Das signalhafte Rot des Papiers – Medium der Wahl eines lokalen Druckunternehmens für unzählige Plakate von der Discoparty bis zum Ausverkauf – versah das Projekt jedoch mit einem weiteren Referenzrahmen, der seine volle Brisanz erst in jenem Moment entfaltete, als klar wurde, dass mitten unter den gesammelten Aussagen zum geregelten Zusammenleben auch eine handfest rassistische Aussage ihren Weg an die größere Öffentlichkeit gefunden hatte („Bitte STOP in Weikendorf für Türken. Sonst bekommen wir auch einen Ortstafelstreit. Statt Weikendorf – TÜRKISCH WEIKENDORF.“). Mit einem Mal erwies sich die künstlerische Intervention mit ihrer appellativen Farbgebung als notwendige Erweiterung des lokalen Kommunikationssystems, in dem – wie in zahlreichen anderen Kommunen – möglicherweise Defizite bestehen.
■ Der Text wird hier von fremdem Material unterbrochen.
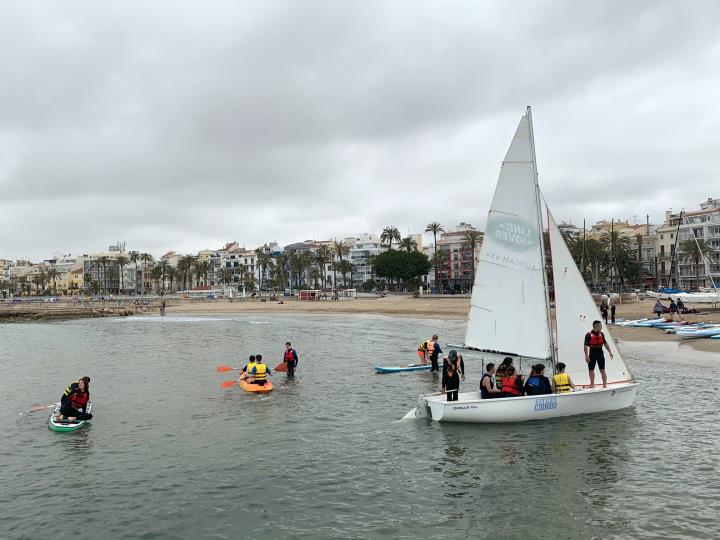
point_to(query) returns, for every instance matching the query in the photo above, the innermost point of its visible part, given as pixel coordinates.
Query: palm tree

So konnte das Projekt das Bewusstsein dafür schärfen, dass die Verhandlung kommunaler Anliegen – neben den tradierten politischen Foren – wieder zur öffentlichen Verhandlung werden muss, auch und besonders dort, wo sie nicht nur einen trügerischen Wohlfühlkonsens zu Tage bringt, sondern Konflikte benennt und sich diesen (entgegen)stellt. Aus dieser Überzeugung heraus, war es gewiss nicht ohne Absicht, dass Andraschek/Lobnig die Statuten des „Club Weikendorf“ in ihrer Installation zeigten, eines in den 1980er Jahren aktiven Vereins zur Aktivierung des kommunalen Lebens vor Ort. Der Kunstraum Weikendorf, in unmittelbarer Nähe des Gemeindeamtes und trotzdem frei von eindeutiger Zuordnung, könnte ein idealer Ort für eine Wiederentdeckung und Neuaufnahme dieser Verhandlungsprozesse sein, und die in der Installation platzierten leeren Stühle luden genau dazu ein. Mit dem Projekt „My Life – My Rules“ von Andraschek/Lobnig könnte genau jener Moment  erreicht worden sein, an dem auch der respektvolle Besuch nicht das Thema wechseln darf und daraus jene Öffentlichkeit entsteht, die notwendig dafür ist, hör- und sichtbar über den aktuellen Zustand der Gesellschaft zu reflektieren.